Calculates a set of weights to minimize an optimization criterion

Usage

weight.optim(S, model, W.mod, parameterEstimator = params.regression,
  optimCriterion = optim.maximizeInnerR2, method = "BFGS", ...,
  validateInput = TRUE, standardize = TRUE)

Arguments

S
Covariance matrix of the data.
model
There are two options for this argument: 1. lavaan script or lavaan parameter table, or 2. a list containing three matrices inner, reflective, and formative defining the free regression paths in the model.
W.mod
An optional numeric matrix representing the weight patter and starting weights (i.e. the how the indicators are combined to form the composite variables). If this argument is not specified, the weight patter is defined based on the relationships in the
parameterEstimator
A function that takes three or more arguments, the data covariance matrix S, model specification model, and weights W and returns a named vector of parameter estimates. The default is
optimCriterion
A function that taking an object of class class matrixpls and returning a scalar.
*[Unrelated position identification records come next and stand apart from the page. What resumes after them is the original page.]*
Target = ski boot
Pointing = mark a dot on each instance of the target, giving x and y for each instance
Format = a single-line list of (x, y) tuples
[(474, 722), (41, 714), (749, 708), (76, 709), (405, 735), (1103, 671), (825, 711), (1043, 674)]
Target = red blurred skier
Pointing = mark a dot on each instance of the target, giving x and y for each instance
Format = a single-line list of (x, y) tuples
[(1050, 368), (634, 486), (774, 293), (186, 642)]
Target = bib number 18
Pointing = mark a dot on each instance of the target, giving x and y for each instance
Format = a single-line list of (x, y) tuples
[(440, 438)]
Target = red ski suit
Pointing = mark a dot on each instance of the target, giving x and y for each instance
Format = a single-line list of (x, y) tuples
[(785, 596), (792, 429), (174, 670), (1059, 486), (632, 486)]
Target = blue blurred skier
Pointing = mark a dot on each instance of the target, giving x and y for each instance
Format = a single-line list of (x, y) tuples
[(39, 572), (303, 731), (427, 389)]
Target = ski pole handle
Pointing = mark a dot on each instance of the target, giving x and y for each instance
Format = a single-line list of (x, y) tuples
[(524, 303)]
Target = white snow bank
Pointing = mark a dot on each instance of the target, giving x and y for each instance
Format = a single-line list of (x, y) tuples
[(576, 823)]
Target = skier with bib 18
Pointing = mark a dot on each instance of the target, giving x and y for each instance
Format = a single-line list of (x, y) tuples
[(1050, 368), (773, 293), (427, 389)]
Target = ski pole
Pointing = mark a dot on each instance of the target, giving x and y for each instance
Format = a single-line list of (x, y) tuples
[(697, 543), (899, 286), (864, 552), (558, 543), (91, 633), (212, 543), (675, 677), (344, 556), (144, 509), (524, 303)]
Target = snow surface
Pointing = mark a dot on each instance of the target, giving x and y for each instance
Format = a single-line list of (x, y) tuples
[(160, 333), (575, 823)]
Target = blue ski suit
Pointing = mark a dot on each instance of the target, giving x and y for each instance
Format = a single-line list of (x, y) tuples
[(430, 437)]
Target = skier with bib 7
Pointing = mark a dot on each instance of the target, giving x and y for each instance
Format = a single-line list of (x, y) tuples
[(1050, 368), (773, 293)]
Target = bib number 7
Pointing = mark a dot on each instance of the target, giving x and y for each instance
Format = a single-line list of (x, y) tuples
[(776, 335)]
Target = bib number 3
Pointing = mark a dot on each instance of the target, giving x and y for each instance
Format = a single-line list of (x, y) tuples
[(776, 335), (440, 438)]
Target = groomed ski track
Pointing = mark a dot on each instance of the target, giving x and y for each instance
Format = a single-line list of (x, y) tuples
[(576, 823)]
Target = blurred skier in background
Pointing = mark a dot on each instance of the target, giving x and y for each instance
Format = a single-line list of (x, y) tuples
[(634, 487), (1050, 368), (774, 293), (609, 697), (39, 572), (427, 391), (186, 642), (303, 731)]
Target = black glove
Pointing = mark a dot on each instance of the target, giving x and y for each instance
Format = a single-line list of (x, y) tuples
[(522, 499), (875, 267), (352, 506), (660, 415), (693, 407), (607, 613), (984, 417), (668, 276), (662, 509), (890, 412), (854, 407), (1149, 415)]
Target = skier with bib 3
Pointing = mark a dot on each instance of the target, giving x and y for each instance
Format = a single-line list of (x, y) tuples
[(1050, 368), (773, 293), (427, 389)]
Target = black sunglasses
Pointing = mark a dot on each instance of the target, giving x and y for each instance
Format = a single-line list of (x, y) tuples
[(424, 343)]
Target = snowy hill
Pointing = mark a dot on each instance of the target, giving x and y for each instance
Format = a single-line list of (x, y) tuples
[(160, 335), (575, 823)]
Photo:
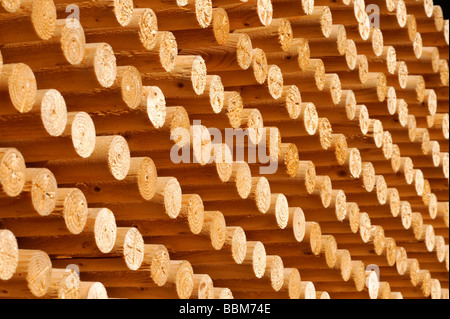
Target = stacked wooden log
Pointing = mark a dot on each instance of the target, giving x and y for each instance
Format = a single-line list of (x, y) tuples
[(112, 188)]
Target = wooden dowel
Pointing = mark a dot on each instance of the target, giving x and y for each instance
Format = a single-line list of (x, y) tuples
[(40, 190), (33, 21)]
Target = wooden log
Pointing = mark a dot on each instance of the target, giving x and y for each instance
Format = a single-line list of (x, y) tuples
[(32, 21), (97, 70), (14, 78), (39, 195)]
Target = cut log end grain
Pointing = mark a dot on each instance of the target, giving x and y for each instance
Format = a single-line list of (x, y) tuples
[(192, 208), (92, 290), (83, 134), (133, 249), (65, 284), (156, 258), (123, 10), (20, 83), (12, 171), (43, 190), (155, 102), (104, 228), (9, 254), (73, 41)]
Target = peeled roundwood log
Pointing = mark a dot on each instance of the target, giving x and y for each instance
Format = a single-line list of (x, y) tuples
[(110, 160), (212, 235), (32, 278), (253, 265), (316, 25), (15, 78), (38, 196), (48, 117), (334, 45), (66, 46), (32, 21), (77, 140), (71, 205), (252, 13), (92, 290), (214, 35), (100, 14), (330, 94), (161, 58), (126, 93), (9, 254), (187, 78), (12, 172), (98, 69), (277, 36), (233, 251), (139, 184), (139, 33)]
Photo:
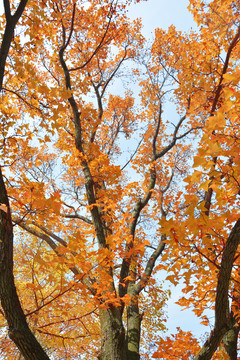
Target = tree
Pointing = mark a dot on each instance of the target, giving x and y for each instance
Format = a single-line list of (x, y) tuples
[(92, 235)]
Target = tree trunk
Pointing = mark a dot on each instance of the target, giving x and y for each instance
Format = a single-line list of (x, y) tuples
[(133, 326), (19, 331), (112, 335), (230, 340)]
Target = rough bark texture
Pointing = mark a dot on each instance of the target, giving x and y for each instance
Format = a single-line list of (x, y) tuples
[(19, 331), (230, 339), (112, 335), (133, 328)]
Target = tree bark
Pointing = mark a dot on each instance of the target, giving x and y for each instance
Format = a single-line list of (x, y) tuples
[(230, 339), (133, 326), (19, 330), (112, 335)]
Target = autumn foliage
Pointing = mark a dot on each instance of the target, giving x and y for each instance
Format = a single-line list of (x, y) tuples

The default is optim.maximizeInnerR2
method
The minimization algorithm to be used. See optim for details. Default is "BFGS".
...
All other arguments are passed through to optim and parameterEstimator.
validateInput
A boolean indicating whether the arguments should be validated.
standardize
TRUE (default) or FALSE indicating whether S should be converted to a correlation matrix.

Value

  • An object of class "matrixplsweights", which is a matrix containing the weights with the following attributes:
  • iterationsNumber of iterations performed
  • convergedA boolean indicating if the algorithm converged
  • historyA data.frame containing the weights for each iteration

Details

weight.optim calculates indicator weights by optimizing the indicator weights against the criterion function using optim. The algoritmh works by first estimating the model with the starting weights. The resulting matrixpls object is passed to the optimCriterion function, which evaluates the optimization criterion for the weights. The weights are adjusted and new estimates are calculated until the optimization criterion converges.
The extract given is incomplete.